Dans le cas actuel, le CICR s’émeut des conditions de détention des groupes capturés et rappelle que le processus de transfert doit s’opérer en pleine conformité avec les garanties établies par le droit international. Il souligne aussi que « les personnes privées de liberté, leurs familles, les malades et les blessés doivent être traités avec humanité et dans le respect de leur dignité. »
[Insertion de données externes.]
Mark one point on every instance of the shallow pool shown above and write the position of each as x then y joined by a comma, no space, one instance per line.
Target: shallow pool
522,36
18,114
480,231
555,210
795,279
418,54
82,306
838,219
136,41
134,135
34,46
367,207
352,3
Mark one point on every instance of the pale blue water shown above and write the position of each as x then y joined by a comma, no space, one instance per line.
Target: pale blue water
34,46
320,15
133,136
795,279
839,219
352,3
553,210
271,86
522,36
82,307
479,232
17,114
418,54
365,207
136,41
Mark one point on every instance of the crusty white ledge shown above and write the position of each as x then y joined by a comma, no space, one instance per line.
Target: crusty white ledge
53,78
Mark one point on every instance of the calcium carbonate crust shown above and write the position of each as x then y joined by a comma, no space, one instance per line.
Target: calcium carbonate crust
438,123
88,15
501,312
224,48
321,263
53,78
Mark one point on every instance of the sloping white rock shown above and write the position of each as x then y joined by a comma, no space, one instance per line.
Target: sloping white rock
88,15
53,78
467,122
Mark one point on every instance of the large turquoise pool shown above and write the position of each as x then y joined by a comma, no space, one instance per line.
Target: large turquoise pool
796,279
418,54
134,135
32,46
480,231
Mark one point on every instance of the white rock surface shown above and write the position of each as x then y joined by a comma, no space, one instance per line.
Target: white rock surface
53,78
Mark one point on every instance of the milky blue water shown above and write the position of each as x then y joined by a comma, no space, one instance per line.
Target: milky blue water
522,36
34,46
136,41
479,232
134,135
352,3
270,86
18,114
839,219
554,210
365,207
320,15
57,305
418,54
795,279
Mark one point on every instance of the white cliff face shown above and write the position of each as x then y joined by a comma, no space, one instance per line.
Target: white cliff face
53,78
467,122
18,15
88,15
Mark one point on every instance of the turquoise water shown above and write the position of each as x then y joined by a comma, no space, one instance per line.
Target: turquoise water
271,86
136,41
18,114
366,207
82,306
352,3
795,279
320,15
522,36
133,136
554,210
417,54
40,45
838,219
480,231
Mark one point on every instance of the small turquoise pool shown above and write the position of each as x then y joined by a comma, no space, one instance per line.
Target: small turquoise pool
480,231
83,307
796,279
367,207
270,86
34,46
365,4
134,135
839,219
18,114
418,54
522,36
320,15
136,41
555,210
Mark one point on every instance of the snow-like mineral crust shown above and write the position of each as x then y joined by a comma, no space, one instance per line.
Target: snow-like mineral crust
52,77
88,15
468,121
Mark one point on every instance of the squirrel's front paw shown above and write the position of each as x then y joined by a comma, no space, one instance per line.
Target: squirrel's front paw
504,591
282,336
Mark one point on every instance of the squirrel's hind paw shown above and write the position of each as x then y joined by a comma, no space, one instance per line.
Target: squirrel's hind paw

A noter que lorsque les réfugiés sont transférés vers le Rwanda, ils sont dirigés vers le centre de transit de Mutobo dans l’Ouest du pays où 10.000 d’entre eux ont déjà été accueillis. Là on leur explique le « mode d’emploi »’ d’un pays qui a fortement changé depuis un quart de siècle : principes régissant un système où les distinctions d’ordre ethnique ont été abolies (en principe en tous cas), fonctionnement du système bancaire, nouveau découpage du territoire et nom des provinces etc… Ils sont aussi examinés par des médecins, vaccinés et soignés s’il le faut, en particulier les femmes enceintes. Après un temps d’écolage et d’adaptation, ces réfugiés dotés d’une nouvelle carte d’identité rwandaise sont dirigés vers leur colline d’origine et aidés à s’y réinsérer s’ils n’y retrouvent ni maison ni champ à cultiver. Il est également prévu que la justice examine leur cas par la suite.